Montalvão tem o formato
joana meirim
I
Montalvão tem o formato
De um avião de carreira
No castelo vai o piloto
Quase a chegar à fronteira
II
Com as asas bem formadas
Das Almas ao S. João
A Corredoura é a cauda
O Outeiro o coração
III
Bernardino e Santo André
São as bóias de apoiar
Porque este avião é
Dos que apoisa no mar
IV
Este conjunto de ruas
Faz esta transformação
Ruas Direitas e do Cabo
O cimo do avião
V
Quem conhecer Montalvão
Verá que isto é verdade
A forma de um avião
Mesmo quando está parado
António José Belo, http://www.jfmontalvao.pt/index.php/espaco-visitante/arte-e-cultura-popular/poetas-populares/2-uncategorised/88-antonio-jose-belo-poetas-populares
Local 2.
Montalvão, no distrito de Portalegre, é imaginada no poema de António José Belo como um aparelho aéreo, resultado da semelhança entre o desenho topográfico do povoado e um avião. Mas nesta nota o poema é um pretexto para a ficção de quem deixa para trás a metrópole e depara com a possibilidade de outra vida.
“É aqui”, ficou quase uma hora (59 minutos e 54 segundos, para ser exacto) a dizer, sucessivas vezes em intervalos de meio minuto, tomado pela sensação de que tinha encontrado o que procurava. Antes, embora não se tivesse chegado aos números de Istambul (se é que era Istambul), passara pelo sufoco de viver em Lisboa, cuja área metropolitana já tinha em 2017 2,57 milhões de pessoas, a população móvel era 80% da população residente, cada pessoa fazia mais de 2,5 deslocações por dia, o automóvel era o meio de deslocação mais utilizado, contavam-se 110 deslocações em média para a entrada na capital por cada 100 residentes.

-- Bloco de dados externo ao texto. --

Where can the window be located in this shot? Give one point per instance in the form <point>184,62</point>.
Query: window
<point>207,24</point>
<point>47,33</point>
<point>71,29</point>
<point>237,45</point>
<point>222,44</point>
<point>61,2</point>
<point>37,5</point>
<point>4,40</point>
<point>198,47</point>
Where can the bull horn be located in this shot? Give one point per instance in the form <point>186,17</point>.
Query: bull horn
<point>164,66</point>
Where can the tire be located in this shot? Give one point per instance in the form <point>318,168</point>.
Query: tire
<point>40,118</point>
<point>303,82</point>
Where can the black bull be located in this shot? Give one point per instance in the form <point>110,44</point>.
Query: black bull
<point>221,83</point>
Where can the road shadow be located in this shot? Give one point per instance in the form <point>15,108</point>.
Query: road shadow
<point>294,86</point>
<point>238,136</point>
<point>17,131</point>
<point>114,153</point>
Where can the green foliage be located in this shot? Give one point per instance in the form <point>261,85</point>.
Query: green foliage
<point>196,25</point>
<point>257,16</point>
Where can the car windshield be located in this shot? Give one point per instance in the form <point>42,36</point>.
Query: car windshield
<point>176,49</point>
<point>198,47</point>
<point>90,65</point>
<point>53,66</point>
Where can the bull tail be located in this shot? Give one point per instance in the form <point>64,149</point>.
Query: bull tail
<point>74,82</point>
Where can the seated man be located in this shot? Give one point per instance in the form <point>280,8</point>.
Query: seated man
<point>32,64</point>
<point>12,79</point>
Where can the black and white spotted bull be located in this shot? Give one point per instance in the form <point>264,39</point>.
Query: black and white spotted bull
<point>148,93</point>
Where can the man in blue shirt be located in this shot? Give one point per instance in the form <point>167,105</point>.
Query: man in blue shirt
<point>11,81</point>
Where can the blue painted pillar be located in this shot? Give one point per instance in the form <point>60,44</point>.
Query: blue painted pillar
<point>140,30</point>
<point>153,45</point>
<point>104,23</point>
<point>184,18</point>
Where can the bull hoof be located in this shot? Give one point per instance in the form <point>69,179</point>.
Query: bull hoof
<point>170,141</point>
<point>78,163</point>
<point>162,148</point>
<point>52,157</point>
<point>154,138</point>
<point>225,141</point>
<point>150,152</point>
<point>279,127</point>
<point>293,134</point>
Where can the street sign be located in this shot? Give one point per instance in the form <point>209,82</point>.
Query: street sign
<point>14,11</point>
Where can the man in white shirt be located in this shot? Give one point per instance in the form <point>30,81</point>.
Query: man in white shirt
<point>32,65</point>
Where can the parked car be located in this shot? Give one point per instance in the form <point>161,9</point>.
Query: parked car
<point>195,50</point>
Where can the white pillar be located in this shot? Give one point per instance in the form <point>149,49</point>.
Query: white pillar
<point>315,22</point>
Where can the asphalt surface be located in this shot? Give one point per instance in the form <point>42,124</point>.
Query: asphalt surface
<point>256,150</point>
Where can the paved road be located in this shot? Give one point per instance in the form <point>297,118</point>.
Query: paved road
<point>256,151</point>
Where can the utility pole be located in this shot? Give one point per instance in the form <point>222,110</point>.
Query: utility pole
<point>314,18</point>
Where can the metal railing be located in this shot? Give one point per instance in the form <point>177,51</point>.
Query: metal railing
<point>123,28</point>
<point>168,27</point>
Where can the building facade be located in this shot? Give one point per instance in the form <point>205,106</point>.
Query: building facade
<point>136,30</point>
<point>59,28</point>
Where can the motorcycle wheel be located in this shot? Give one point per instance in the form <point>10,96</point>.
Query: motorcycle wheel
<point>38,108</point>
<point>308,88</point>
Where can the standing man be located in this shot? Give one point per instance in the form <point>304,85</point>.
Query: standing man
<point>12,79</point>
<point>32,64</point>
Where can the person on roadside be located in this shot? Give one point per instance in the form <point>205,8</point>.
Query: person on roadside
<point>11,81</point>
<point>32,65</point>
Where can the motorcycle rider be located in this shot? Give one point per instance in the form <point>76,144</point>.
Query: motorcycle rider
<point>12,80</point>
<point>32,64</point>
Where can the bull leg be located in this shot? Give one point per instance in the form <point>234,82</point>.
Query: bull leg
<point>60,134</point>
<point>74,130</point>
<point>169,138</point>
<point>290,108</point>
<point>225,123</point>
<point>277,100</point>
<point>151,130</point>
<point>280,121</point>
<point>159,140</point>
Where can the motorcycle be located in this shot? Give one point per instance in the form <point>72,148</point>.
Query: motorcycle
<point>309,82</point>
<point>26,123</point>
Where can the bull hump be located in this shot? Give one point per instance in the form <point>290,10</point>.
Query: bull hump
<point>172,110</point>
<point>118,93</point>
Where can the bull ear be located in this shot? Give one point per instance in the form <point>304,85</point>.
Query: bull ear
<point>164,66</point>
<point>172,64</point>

Um suplício. Mas aqui não. Uma promessa de libertação aérea nel blu dipinto di blu.
Ao chegar sentira logo que esta era a escala certa, a medida justa da dieta: prescindir do que não se mostrava verdadeiramente necessário, abandonar a ideia de que quanto mais melhor, desistir de só saber crescer. E aqui, vejam bem, existe tudo. Jane Helier não tem razão ao dizer a Miss Marple que nada acontece em St. Mary Mead, pois as pessoas são todas muito parecidas onde quer que se encontrem e é sempre possível encontrar semelhanças entre as coisas neste mundo (por exemplo, entre “Montalvão tem o formato” e “O dos castelos”, de Pessoa). Mesmo Portalegre, que não é, bem entendido, St. Mary Mead, levou Régio (lembrado há tempos aqui nos Jogos) a invocar idêntico argumento, ao explicar, contra quem queria ir para uma metrópole a sério, que a experiência na capital de província do Alto Alentejo era tão diversa como em Paris. Até existia um sapateiro que sodomizava os filhos.
Para o argumento de Régio, este sapateiro era prova suficiente de que está tudo aqui e não são necessárias canseiras em deslocações para destinos mais cosmopolitas. Para um argumento contrário ao dele, a defesa de Portalegre podia fazer-se de modo mais convincente se se pudesse provar que nem tudo existe aqui (por exemplo, seria melhor não existir um sapateiro que sodomiza os filhos). Há, no entanto, razões diferentes a favor de Portalegre em detrimento de outras terras. É que o sapateiro de que fala Régio é um sapateiro, enquanto noutros sítios temos o sapateiro, o farmacêutico, a advogada, o bombeiro, a médica, o polícia, a merceeira. O mundo não terá atingido um tal estado de corrupção que nos obrigue a ir, pela busca de outra terra, para uma arca com reserva de admissão a um e um só de cada espécie. Por isso, não é aqui.
João Dionísio
João Dionísio dá aulas de Literatura Portuguesa e de Crítica Textual na Faculdade de Letras da Universidade de Lisboa.